In my life I have battled with anxiety and OCD. At times these have seemed completely consuming and at others a more of a background noise. Since working with a psychologist and conquering major aspects of my mental health giants, I have noted that mental health can be approached from many angles.
In conjunction with retraining my mind - understanding how I am wired and rewriting thought narratives with the help of a psychologist - I have made a number of small yet impactful lifestyle changes. These mental maintenance tips are comprised of the latter and have been some of the most impactful for me.

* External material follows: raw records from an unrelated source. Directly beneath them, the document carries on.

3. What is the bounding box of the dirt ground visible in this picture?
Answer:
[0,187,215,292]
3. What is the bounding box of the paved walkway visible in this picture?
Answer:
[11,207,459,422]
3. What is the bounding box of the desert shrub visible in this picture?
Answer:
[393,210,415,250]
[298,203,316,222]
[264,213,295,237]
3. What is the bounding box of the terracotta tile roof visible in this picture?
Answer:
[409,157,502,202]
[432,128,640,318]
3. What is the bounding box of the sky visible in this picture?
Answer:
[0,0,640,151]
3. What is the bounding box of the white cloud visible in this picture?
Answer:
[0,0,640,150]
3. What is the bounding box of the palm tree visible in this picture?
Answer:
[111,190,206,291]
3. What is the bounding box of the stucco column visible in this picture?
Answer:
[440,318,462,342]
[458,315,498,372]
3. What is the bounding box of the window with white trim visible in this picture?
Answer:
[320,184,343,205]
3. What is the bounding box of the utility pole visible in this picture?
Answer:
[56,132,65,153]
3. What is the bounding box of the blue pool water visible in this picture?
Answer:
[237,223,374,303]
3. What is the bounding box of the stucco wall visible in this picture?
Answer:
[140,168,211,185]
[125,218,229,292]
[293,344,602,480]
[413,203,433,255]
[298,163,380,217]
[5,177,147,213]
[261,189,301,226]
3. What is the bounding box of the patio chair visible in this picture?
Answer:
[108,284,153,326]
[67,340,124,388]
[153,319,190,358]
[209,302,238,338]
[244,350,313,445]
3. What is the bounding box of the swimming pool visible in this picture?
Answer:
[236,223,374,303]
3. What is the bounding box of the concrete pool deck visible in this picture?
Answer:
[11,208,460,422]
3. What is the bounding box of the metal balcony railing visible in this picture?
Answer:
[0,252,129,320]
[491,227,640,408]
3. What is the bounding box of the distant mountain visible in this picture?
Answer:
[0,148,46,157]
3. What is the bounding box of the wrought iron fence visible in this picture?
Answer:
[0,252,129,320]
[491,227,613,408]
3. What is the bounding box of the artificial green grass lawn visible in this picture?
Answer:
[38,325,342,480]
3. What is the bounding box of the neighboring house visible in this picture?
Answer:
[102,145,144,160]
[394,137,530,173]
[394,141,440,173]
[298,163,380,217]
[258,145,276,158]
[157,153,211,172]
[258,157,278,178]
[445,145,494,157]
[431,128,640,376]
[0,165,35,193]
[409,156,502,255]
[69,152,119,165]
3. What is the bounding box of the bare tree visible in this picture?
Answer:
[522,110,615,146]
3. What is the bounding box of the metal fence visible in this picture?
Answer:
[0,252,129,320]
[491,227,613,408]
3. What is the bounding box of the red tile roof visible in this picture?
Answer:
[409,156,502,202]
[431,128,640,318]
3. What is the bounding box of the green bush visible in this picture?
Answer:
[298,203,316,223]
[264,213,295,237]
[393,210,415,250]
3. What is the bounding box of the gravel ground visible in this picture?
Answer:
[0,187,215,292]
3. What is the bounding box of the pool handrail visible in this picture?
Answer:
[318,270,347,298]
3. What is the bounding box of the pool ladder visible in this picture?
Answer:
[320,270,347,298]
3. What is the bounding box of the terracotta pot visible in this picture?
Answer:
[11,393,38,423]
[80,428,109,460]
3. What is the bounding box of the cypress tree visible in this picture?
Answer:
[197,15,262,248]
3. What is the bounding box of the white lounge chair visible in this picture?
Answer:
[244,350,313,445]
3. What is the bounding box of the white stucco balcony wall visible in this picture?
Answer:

1. Creating a stable community
Friendships, family relationships and romantic relationships are all some of the things we hold most dearly in life. Connecting with others adds meaning to our lives, it helps us to grow, learn and exercise compassion and empathy. In a time-poor and social-media oriented age we find ourselves substituting deep, authentic relational time for time spent working, scrolling and partying. This is a major contributor to loneliness and lack of fulfillment and is an element of our lives that must be nurtured.
An analysis of a data set pertaining to 60 000 50+ years old adults in 2004 & 2006 determined a relationship between the quality of an individual’s social support network and their experience of depressive moods (Gibney and McGovern, 2011). The study concluded that depressive moods were lessened in participants who were involved in strong social support networks.
When we feel isolated and lonely it can be difficult to step out and plug ourselves into an already existing one or even create our own. Joining a Bible study, small group or club can be a really great way to get connected. For me, introducing my friends to one another and really sewing into the developing relationships I was creating began to help me to forge a consistent and intentional social network.
2. Pursue long term goals
One of the most dramatic positive changes in my mental health happened when I started studying biomedical science at university. To a lot of people that seemed really strange! For many people university means deadlines and stress but for me it means goals and purpose.
Having spent 3 years working and travelling after high school I was beginning to feel lost. It was a sense of missing satisfaction that pushed me to finally enrol in my course and I was overwhelmingly surprised by how much that longing was fulfilled by doing so!
Research article ‘The Relationships Between First Year Students’ Sense of Purpose and Meaning in Life, Mental Health and Academic Performance’ investigates this subject. The study collected empirical data from 269 18–20-year-old first year students in higher education (van der Walt, 2019). The students completed a “Purpose in Life test” and also a “Mental Health Screening Questionnaire.” It was found that most of the students were still discovering their sense of purpose and meaning and those who scored higher in these categories also had superior mental health.
I have found that we often need multiple avenues of meaning and purpose in life to truly be satisfied. This can include the pursuit of career goals, spiritual deepening, fighting for social justice and important causes and of course relational goals. We need to maximise the use of our skills, explain life’s purpose, and know that we are growing and helping others to grow. Looking at our lives and identifying areas that are lacking is important as we make positive lifestyle changes.
3. Cleaning your room
Maintaining a clean room, and house, can improve our mental health. There is a strong correlation between our experience of our time spent at home and the way we perceive their cleanliness. A 2010 study by Darby E. Saxbe and Rena Repetti published in the Personality and Social Psychology Bulletin found that of the 60 individuals studied, women who described their homes as being “cluttered” or with projects left unfinished experienced heightened depressed moods throughout a day than women with homes described as “restorative” (Saxbe and Repetti, 2010).
Utilising this knowledge can be a game changer in our days. Creating morning routines of tidying your desk for study or making your bed as the first thing you do in the morning can set you off on the right foot for the rest of your day. I personally find that the process of cleaning in and of itself is very cathartic and helps me to orient myself in the right mindset for the tasks ahead.
4. Getting enough sunlight
Our brains require enough lux of light to function properly. Most of the lux of sunlight we receive comes from the sun (it comes in lower doses from indoor lights etc.) and ensuring that we receive enough sunlight can have a big impact on our mood.
In a 2009 study (Kent et al.) the way that cognitive function was impacted by sunlight exposure was measured. 16,800 participants were studied using both a screener questionnaire and depression scale. Results showed that participants with lower exposure to sunlight had a higher likelihood of impaired cognitive function.
As a person I find my mood is very impacted by how much sunlight I receive per day. I find it important to go for a walk around my neighbourhood on days when I am couped at work or studying in the library. For people who study like me, spending a little time outside per day can be a good brain break as well as a natural mood booster.
What now?
Now you’ve got the evidence, these mental maintenance tips really do impact the way we feel. It’s time to go out and apply any that are lacking in your life. I don’t claim that these tips substitute or usurp receiving professional mental health care. They are rather important tools that improve the way we live. If we can live happier lives by taking these small steps, then today is a great a day as any to make the start!